I am going to parallelizing the function train() to make different clients run in parallel and return the output as an array with object [weight, loss]:
pool = mp.Pool(mp.cpu_count())
a = [pool.apply_async(train, (model[i], remote_torch[i], train_loader_ptr[i], epoch, args, train_data_length[i], clients[i], wglob)) for i in range(cnum)]
output = [out.get() for out in a]
However, it throws the following error when I compile and getting stuck at the output array:
Starting Training
--------------------------------------------------------------------------- TypeError Traceback (most recent call last) Cell In [24], line 11
9 pool = mp.Pool(mp.cpu_count())
10 a = [pool.apply_async(train, (model[i], remote_torch[i], train_loader_ptr[i], epoch, args, train_data_length[i], clients[i], wglob)) for i in range(cnum)]
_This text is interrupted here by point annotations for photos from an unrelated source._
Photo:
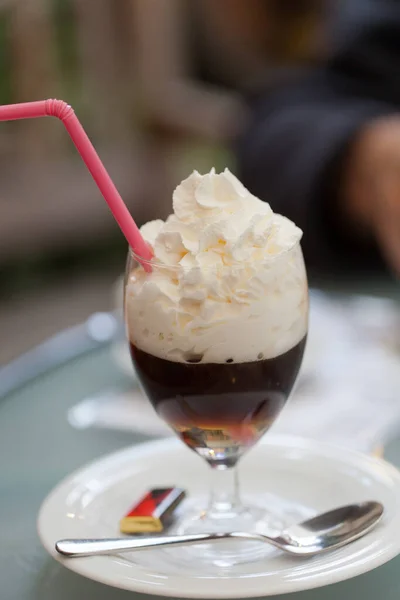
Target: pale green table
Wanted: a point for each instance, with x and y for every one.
(38, 447)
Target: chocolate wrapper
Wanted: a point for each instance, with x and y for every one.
(153, 512)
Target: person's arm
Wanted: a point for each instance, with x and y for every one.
(297, 152)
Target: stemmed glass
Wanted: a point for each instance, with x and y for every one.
(217, 351)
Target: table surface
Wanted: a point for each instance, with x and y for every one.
(38, 447)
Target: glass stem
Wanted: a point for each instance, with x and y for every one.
(225, 496)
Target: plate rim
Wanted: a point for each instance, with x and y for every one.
(174, 586)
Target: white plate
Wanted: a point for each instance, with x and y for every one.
(311, 476)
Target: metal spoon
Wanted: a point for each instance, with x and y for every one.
(324, 532)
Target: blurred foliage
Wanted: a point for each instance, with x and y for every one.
(66, 49)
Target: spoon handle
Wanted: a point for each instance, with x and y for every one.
(92, 547)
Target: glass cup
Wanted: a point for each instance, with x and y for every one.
(217, 350)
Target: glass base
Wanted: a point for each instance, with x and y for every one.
(226, 554)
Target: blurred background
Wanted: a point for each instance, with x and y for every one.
(160, 86)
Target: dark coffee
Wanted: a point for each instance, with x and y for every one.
(219, 409)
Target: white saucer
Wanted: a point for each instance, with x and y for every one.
(310, 476)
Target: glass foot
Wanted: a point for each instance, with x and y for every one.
(225, 554)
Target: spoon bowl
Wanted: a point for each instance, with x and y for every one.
(321, 533)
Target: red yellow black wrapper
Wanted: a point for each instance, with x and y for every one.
(153, 511)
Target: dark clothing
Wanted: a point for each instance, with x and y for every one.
(293, 151)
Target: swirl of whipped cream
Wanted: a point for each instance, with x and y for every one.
(229, 281)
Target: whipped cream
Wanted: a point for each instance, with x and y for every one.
(229, 281)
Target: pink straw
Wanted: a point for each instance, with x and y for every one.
(66, 114)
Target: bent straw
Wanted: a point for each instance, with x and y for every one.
(66, 114)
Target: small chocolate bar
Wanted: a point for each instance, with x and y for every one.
(153, 511)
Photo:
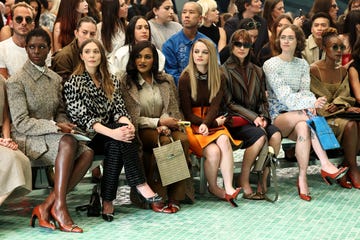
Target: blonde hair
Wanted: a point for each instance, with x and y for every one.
(214, 80)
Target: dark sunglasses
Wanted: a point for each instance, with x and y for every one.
(19, 19)
(240, 44)
(337, 47)
(253, 25)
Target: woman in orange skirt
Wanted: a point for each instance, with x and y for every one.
(201, 91)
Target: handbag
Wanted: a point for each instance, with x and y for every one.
(195, 129)
(171, 162)
(238, 121)
(323, 132)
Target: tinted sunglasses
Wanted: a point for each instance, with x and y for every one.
(20, 19)
(240, 44)
(337, 47)
(253, 25)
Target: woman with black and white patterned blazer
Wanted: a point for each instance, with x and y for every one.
(94, 103)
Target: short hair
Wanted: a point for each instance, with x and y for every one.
(327, 34)
(241, 33)
(38, 32)
(22, 4)
(197, 5)
(321, 15)
(300, 39)
(86, 19)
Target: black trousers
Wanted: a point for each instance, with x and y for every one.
(117, 154)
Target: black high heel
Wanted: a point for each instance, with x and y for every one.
(109, 217)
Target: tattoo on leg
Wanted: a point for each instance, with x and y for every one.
(301, 139)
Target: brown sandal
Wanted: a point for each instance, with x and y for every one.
(253, 196)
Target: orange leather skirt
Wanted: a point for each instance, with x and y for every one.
(198, 142)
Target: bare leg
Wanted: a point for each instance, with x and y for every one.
(226, 163)
(69, 171)
(249, 158)
(351, 145)
(211, 166)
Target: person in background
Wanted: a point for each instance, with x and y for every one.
(290, 101)
(137, 30)
(201, 90)
(210, 17)
(269, 50)
(331, 80)
(65, 61)
(273, 9)
(111, 31)
(177, 48)
(313, 49)
(69, 13)
(326, 6)
(245, 96)
(94, 102)
(15, 177)
(42, 130)
(13, 54)
(161, 22)
(248, 9)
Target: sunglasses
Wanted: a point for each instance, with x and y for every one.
(20, 19)
(240, 44)
(337, 47)
(253, 25)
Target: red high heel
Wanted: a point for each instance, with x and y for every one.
(355, 184)
(42, 222)
(161, 207)
(343, 182)
(303, 196)
(230, 198)
(339, 174)
(66, 228)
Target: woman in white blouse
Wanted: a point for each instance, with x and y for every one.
(290, 99)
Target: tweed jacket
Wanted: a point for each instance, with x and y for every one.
(35, 101)
(168, 94)
(247, 101)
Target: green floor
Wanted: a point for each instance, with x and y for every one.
(334, 213)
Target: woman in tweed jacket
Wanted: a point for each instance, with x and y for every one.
(40, 128)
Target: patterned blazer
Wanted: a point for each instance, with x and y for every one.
(35, 101)
(168, 94)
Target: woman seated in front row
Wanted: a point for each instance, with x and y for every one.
(151, 99)
(94, 103)
(290, 101)
(41, 127)
(331, 80)
(245, 97)
(201, 89)
(15, 170)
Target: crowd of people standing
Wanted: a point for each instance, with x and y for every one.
(127, 74)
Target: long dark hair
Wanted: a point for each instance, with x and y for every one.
(107, 83)
(132, 76)
(110, 22)
(130, 30)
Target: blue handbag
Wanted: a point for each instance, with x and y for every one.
(324, 133)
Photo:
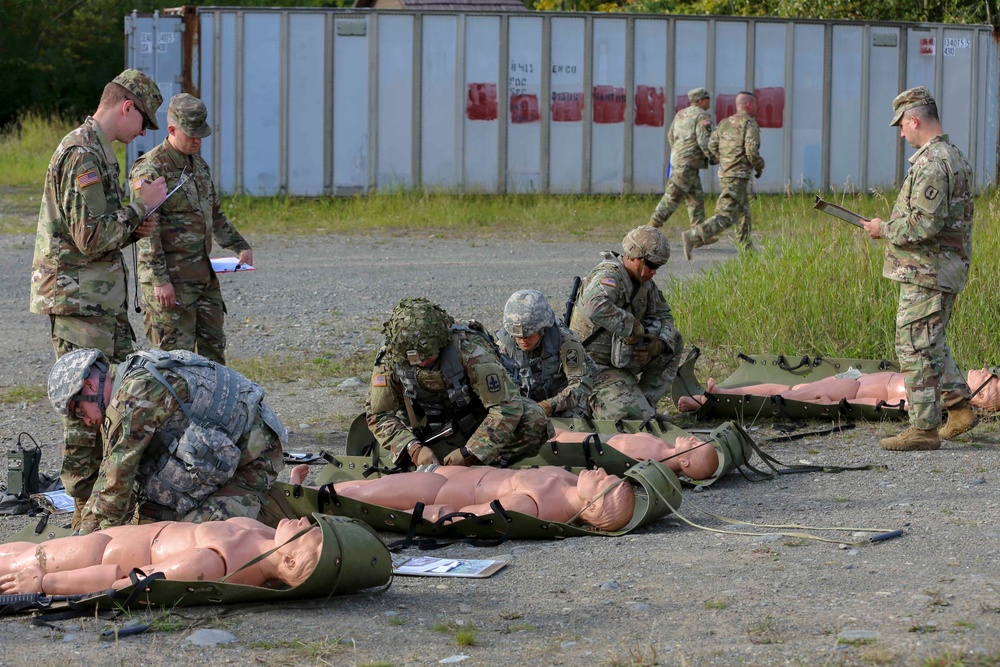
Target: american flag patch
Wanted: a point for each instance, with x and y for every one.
(88, 178)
---> 11 output = [out.get() for out in a]
12 for i in range(cnum):
13 for wlocal, loss in output:
Cell In [24], line 11, in <listcomp>(.0)
9 pool = mp.Pool(mp.cpu_count())
10 a = [pool.apply_async(train, (model[i], remote_torch[i], train_loader_ptr[i], epoch, args, train_data_length[i], clients[i], wglob)) for i in range(cnum)]
---> 11 output = [out.get() for out in a]
12 for i in range(cnum):
13 for wlocal, loss in output:
File ~\anaconda\envs\env\lib\multiprocessing\pool.py:771, in ApplyResult.get(self, timeout)
769 return self._value
770 else:
--> 771 raise self._value
File ~\anaconda\envs\env\lib\multiprocessing\pool.py:537, in Pool._handle_tasks(taskqueue, put, outqueue, pool, cache)
535 break
536 try:
--> 537 put(task)
538 except Exception as e:
539 job, idx = task[:2]
File ~\anaconda\envs\env\lib\multiprocessing\connection.py:206, in
_ConnectionBase.send(self, obj)
204 self._check_closed()
205 self._check_writable()
--> 206 self._send_bytes(_ForkingPickler.dumps(obj))
File ~\anaconda\envs\env\lib\multiprocessing\reduction.py:51, in ForkingPickler.dumps(cls, obj, protocol)
48 @classmethod
49 def dumps(cls, obj, protocol=None):
50 buf = io.BytesIO()
---> 51 cls(buf, protocol).dump(obj)
52 return buf.getbuffer()
File stringsource:2, in zmq.backend.cython.socket.Socket.__reduce_cython__()
TypeError: no default __reduce__ due to non-trivial __cinit__
What happen? Does the output get the result too early to cause this problem?